Diese Erkenntnis steht im Zusammenhang mit dem neuen Volksschulgesetz des Kantons Aargau, das diesen Sommer in Kraft tritt und eine stärker bedürfnisorientierte Bildung fördert. Ein wesentliches Anliegen ist dabei die sprachliche Frühförderung vor Schuleintritt. Seit diesem Jahr wird im Aargau 18 Monate vor dem Kindergartenstart eine Sprachstandserhebung durchgeführt, um frühzeitig Fördermaßnahmen zu ermöglichen.

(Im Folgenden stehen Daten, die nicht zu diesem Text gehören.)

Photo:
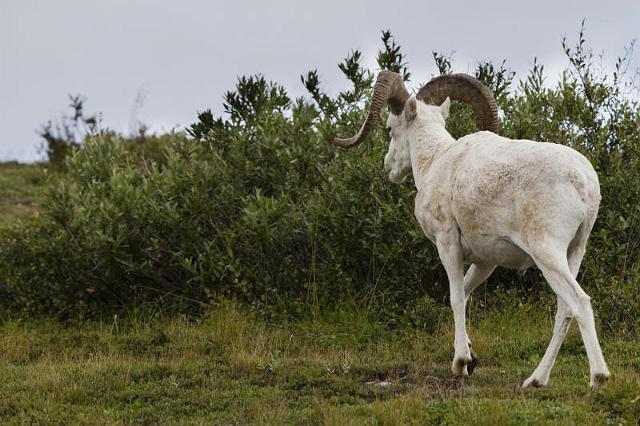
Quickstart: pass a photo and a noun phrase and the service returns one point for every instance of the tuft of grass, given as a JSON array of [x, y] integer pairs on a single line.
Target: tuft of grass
[[231, 367]]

Ab nächstem Jahr wird diese Erhebung für alle Gemeinden des Kantons verpflichtend. In diesem Jahr haben sich bereits freiwillig 84 von rund 200 Gemeinden beteiligt. Die Deutschkenntnisse wurden mittels eines Fragebogens bei den Eltern ermittelt, wobei die Rücklaufquote laut Bericht über 90 Prozent lag.
Bildungsdirektorin Martina Bircher (SVP), Auftraggeberin des Berichts, zeigt sich zwar nicht überrascht von den Ergebnissen, äußert aber Besorgnis: “Der Eintrittsrückstand in den Kindergarten ist für manche Kinder kaum aufzuholen.” Sie betont die Notwendigkeit frühzeitiger Bildungsangebote zur Sicherstellung der Chancengleichheit. Bircher sieht hierbei nicht nur Deutschkurse, sondern auch andere Förderprogramme wie Kindertagesstätten im Fokus.
Basel-Stadt gilt als Vorreiter bei Sprachstandserhebungen vor dem Kindergarten. Der Fragebogen der Uni Basel wird mittlerweile in 15 Kantonen und über 350 Gemeinden eingesetzt, darunter Thurgau, Appenzell Ausserrhoden, Solothurn, Baselland, Uri und Luzern.
Bircher beschreibt Situationen von Kindern, die mit Windeln in den Kindergarten kommen oder bis dahin keine Erfahrung mit Scheren gemacht haben. “Diese Kinder erleiden einen dauerhaften Nachteil.” Die Verantwortung für Angebote der Frühförderung liegt bei den Gemeinden selbst; eine finanzielle Unterstützung des Kantons erfolgt mit 400 Franken pro Kind, das Deutschkenntnisse verbessern muss.